Perry, Chemical Engineering Manual. I have the sixth edition. It has table 3-248b with properties (specific volume, enthalpy and entropy) up to 1000 K and 1000 bar.

http://webbook.nist.gov/chemistry  
shows more thermophysical properties, but goes up to 126.9oC and 1210 bar
arimans76 (Mechanical)
26 Jul 06 5:03
Does the Perry contain also the coefficient of thermal conductivity and the cinematic viscosity (or dynamic viscosity and density)?
25362 (Chemical)
26 Jul 06 7:07

Thanks for the undeserved star.
The answer on Perry is regretfully no.
J.P. Holman's Heat Transfer (McGraw-Hill) Table A-6, shows these properties at atmospheric pressure up to 900 K.

Please note the expected changes due to pressure are small.

From the NIST site I got that at 125oC the "additions" when going from 1 bar to 200 bar are: for specific heat, 1.5%; for absolute viscosity 3.4%, and for thermal conductivity, 5.4%. Which tells us that the Pr number practically doesn't change with pressure.

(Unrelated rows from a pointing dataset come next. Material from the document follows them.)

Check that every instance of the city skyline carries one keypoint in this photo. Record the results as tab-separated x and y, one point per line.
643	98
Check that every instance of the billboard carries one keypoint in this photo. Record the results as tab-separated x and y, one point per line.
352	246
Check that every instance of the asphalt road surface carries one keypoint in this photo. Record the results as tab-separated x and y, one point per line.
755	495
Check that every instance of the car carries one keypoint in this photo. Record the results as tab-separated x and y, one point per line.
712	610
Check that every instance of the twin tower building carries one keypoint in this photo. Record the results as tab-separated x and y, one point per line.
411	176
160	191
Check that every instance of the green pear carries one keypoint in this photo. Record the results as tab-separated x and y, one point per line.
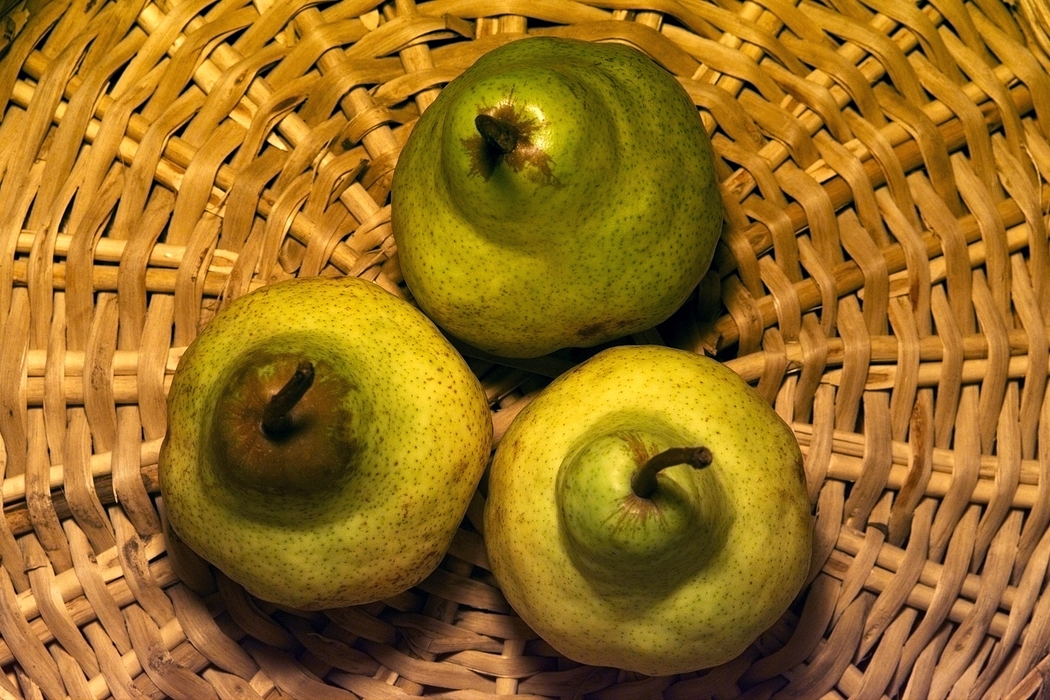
648	511
323	442
558	193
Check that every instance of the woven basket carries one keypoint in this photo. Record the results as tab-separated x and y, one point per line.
883	279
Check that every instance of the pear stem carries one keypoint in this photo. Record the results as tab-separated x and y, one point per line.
276	416
644	481
498	133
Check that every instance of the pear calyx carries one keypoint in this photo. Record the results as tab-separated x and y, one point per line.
644	481
280	426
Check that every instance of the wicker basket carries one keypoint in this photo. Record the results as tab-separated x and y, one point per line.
883	279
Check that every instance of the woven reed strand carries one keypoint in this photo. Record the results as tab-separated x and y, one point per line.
883	279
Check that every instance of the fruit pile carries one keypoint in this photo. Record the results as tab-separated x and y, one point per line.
647	511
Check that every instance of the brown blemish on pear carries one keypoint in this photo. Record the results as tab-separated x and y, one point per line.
282	431
506	135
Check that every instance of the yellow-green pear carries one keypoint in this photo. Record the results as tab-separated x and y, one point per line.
558	193
648	511
323	442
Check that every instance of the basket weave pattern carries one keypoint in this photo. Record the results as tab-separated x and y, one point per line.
883	279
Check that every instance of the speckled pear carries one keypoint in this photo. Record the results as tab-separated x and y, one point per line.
323	442
648	511
558	193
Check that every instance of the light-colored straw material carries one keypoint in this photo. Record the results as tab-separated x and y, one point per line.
883	279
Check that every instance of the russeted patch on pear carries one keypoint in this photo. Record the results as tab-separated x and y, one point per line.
277	428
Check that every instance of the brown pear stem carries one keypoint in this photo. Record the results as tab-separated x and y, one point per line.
498	133
276	416
644	481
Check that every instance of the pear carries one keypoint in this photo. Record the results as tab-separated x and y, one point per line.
648	511
557	193
323	442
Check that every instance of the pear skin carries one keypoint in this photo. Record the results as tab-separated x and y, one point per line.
684	576
594	219
323	442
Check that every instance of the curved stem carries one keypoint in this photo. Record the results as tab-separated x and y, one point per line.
498	133
276	416
644	481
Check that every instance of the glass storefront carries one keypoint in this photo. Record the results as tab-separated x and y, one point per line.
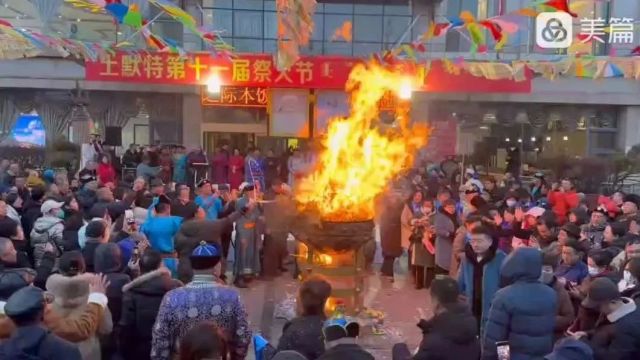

Sorry, that's all I could gather on hydrogen from my sources.
arimans76 (Mechanical)
26 Jul 06 7:48
I found this book:
R.D. McCarty, J. Hord, H.M. Roder (1981)

http://www.boulder.nist.gov/div838/Hydrogen/Publications/Publicationsmain.htm

It´s almost exaustive, there are almost all the hydrogen´s properties. :)

Thx again
joerd (Chemical)
28 Jul 06 12:59
The link that 25362 provided gives you all you need.